4.1.4. [appellant] heeft zich op het standpunt gesteld dat [geïntimeerde] onzorgvuldig jegens [appellant] heeft gehandeld en op grond van onrechtmatige daad jegens hem aansprakelijk is voor de schade die hij heeft geleden. [appellant] heeft voorts, samengevat, het volgende gesteld. Het is een feit van algemene bekendheid dat bij het afsteken van vuurwerk de grootste omzichtigheid moet worden betracht. De zorgvuldigheid vergt dat een fles verzwaard wordt voordat deze wordt gebruikt om vuurpijlen af te vuren. Dit blijkt uit de afsteekinstructie bij de onderhavige vuurpijl en dit is ook bekend gemaakt in de door de Stichting SIRE en de Stichting Consument en Veiligheid gevoerde voorlichtcampagnes. [geïntimeerde] heeft de vuurpijl echter afgevuurd vanuit een bierflesje dat was geplaatst op een licht hellend vlak en heeft daarbij verzuimd de fles omwille van de stabiliteit te voorzien van ballast.
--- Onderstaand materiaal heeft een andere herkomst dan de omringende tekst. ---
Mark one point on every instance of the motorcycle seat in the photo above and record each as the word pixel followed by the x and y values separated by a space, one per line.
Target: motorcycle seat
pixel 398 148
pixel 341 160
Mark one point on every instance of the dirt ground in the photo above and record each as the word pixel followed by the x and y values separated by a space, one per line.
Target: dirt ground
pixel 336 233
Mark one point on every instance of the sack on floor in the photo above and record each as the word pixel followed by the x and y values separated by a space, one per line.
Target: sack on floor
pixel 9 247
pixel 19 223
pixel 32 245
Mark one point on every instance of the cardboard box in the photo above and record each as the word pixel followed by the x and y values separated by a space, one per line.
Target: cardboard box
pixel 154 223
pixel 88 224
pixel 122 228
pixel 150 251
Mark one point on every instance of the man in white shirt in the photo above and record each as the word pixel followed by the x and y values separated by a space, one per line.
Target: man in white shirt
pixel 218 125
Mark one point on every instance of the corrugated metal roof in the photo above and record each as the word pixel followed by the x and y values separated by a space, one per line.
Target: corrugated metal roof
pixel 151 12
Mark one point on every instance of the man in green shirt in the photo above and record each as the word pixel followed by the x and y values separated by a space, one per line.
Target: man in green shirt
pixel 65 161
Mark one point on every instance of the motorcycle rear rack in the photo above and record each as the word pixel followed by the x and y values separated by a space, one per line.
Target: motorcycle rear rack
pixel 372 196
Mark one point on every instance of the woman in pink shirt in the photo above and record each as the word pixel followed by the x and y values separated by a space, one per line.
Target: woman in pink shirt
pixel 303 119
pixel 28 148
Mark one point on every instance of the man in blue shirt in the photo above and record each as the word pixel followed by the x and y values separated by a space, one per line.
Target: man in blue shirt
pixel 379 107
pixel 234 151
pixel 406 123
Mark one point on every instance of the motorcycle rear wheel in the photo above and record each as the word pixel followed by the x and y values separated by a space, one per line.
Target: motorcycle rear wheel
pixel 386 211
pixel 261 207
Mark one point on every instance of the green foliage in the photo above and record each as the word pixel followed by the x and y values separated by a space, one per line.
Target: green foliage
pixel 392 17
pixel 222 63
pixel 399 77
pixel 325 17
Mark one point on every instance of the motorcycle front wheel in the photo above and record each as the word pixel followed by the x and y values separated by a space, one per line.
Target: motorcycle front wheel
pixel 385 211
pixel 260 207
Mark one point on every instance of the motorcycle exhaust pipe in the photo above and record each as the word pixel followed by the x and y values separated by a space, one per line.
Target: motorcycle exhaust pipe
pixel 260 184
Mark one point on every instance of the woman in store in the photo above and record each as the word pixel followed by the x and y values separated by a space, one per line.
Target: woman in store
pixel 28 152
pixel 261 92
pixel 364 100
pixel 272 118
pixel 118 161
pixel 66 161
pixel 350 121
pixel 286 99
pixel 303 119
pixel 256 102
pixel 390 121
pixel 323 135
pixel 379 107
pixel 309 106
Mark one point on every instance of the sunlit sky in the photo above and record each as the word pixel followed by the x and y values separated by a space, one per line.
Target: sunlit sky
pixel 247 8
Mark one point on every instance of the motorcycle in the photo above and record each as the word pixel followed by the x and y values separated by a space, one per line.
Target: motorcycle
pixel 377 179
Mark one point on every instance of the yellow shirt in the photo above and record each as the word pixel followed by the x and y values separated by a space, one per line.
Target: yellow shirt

Op de avond van [datum 1] was de wind bovendien vrij krachtig. Door geen veiligheidsmaatregelen te treffen heeft [geïntimeerde] jegens [appellant] een veiligheidsnorm geschonden.
4.1.5. [geïntimeerde] heeft zich, samengevat, primair op het standpunt gesteld dat hij niet verwijtbaar heeft gehandeld en dat er sprake is van een ongelukkige samenloop van omstandigheden, zodat [geïntimeerde] niet voor schade van [appellant] aansprakelijk is. Van de door [appellant] bedoelde reclamecampagnes was volgens [geïntimeerde] eind 1998 nog geen sprake en de door [appellant] bedoelde "afsteekinstructies" waren eind december 1998 niet algemeen bekend. In ieder geval behoorde "de particuliere vuurwerkafsteker", zoals [geïntimeerde], er destijds niet mee bekend te zijn dat een vuurpijl, zoals de door hem gebruikte, vanuit een verzwaarde fles diende te worden afgestoken.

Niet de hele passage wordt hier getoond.